In [1]:
import os
os.environ['CUDA_VISIBLE_DEVICES'] = "0"

import torch
import decord 
import numpy as np
from IPython.display import Video
from transformers import (
    VideoMAEImageProcessor, VideoMAEForVideoClassification
)


2025-07-23 18:37:09.418319: I tensorflow/core/util/port.cc:153] oneDNN custom operations are on. You may see slightly different numerical results due to floating-point round-off errors from different computation orders. To turn them off, set the environment variable `TF_ENABLE_ONEDNN_OPTS=0`.
2025-07-23 18:37:09.430928: E external/local_xla/xla/stream_executor/cuda/cuda_fft.cc:467] Unable to register cuFFT factory: Attempting to register factory for plugin cuFFT when one has already been registered
E0000 00:00:1753285029.444432   74181 cuda_dnn.cc:8579] Unable to register cuDNN factory: Attempting to register factory for plugin cuDNN when one has already been registered
E0000 00:00:1753285029.448453   74181 cuda_blas.cc:1407] Unable to register cuBLAS factory: Attempting to register factory for plugin cuBLAS when one has already been registered
W0000 00:00:1753285029.460479   74181 computation_placer.cc:177] computation placer already registered. Please check linkage and avoid linking 

In [2]:
torch_dtype = torch.bfloat16
device = 'cuda'

## Model Overview



The specific model used here is a [VideoMAE model](https://huggingface.co/docs/transformers/model_doc/videomae)(`large`) variant that has been finetuned for multi-label video classification (a video can belong to multiple classes simultaneously).

In [3]:
# Initialize model and processor
model_ckpt = "ai-forever/kandinsky-videomae-large-camera-motion"
image_processor = VideoMAEImageProcessor.from_pretrained(model_ckpt)

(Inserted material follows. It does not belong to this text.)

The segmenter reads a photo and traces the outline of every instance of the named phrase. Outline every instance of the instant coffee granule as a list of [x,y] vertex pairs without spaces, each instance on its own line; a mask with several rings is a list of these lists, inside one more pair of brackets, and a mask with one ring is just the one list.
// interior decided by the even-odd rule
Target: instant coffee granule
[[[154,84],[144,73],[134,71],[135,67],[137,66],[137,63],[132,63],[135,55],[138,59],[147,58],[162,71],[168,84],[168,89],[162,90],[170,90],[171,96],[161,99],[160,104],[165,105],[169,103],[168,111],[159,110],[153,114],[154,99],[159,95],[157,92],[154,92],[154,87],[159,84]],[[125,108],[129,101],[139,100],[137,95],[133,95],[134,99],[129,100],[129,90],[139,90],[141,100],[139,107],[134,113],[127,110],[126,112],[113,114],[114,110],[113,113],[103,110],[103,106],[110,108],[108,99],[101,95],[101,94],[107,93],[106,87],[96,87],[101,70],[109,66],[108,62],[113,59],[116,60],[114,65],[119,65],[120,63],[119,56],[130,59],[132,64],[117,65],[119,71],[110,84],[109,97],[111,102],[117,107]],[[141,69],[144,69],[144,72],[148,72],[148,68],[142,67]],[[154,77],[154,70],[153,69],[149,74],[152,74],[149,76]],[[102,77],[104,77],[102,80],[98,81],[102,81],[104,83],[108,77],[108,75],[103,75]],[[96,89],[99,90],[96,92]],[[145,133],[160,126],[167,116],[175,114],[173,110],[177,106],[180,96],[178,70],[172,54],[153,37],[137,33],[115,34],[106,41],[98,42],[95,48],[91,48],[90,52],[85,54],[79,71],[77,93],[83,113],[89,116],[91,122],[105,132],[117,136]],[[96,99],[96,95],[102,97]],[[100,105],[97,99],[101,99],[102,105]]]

model = VideoMAEForVideoClassification.from_pretrained(
    model_ckpt,
    attn_implementation="sdpa",
    torch_dtype=torch_dtype,
).eval().to(device)

### Model Classes and Their Meanings


The model predicts `21` different camera motion and shot type classes:

In [4]:
model.config.id2label

{0: 'arc_left',
 1: 'arc_right',
 2: 'dolly_in',
 3: 'dolly_out',
 4: 'pan_left',
 5: 'pan_right',
 6: 'pedestal_down',
 7: 'pedestal_up',
 8: 'pov',
 9: 'roll_left',
 10: 'roll_right',
 11: 'shake',
 12: 'static',
 13: 'tilt_down',
 14: 'tilt_up',
 15: 'track',
 16: 'truck_left',
 17: 'truck_right',
 18: 'undefined',
 19: 'zoom_in',
 20: 'zoom_out'}

##### Horizontal Movements
1. `arc_left`/`arc_right` – Camera moves in a leftward/rightward arc around the subject.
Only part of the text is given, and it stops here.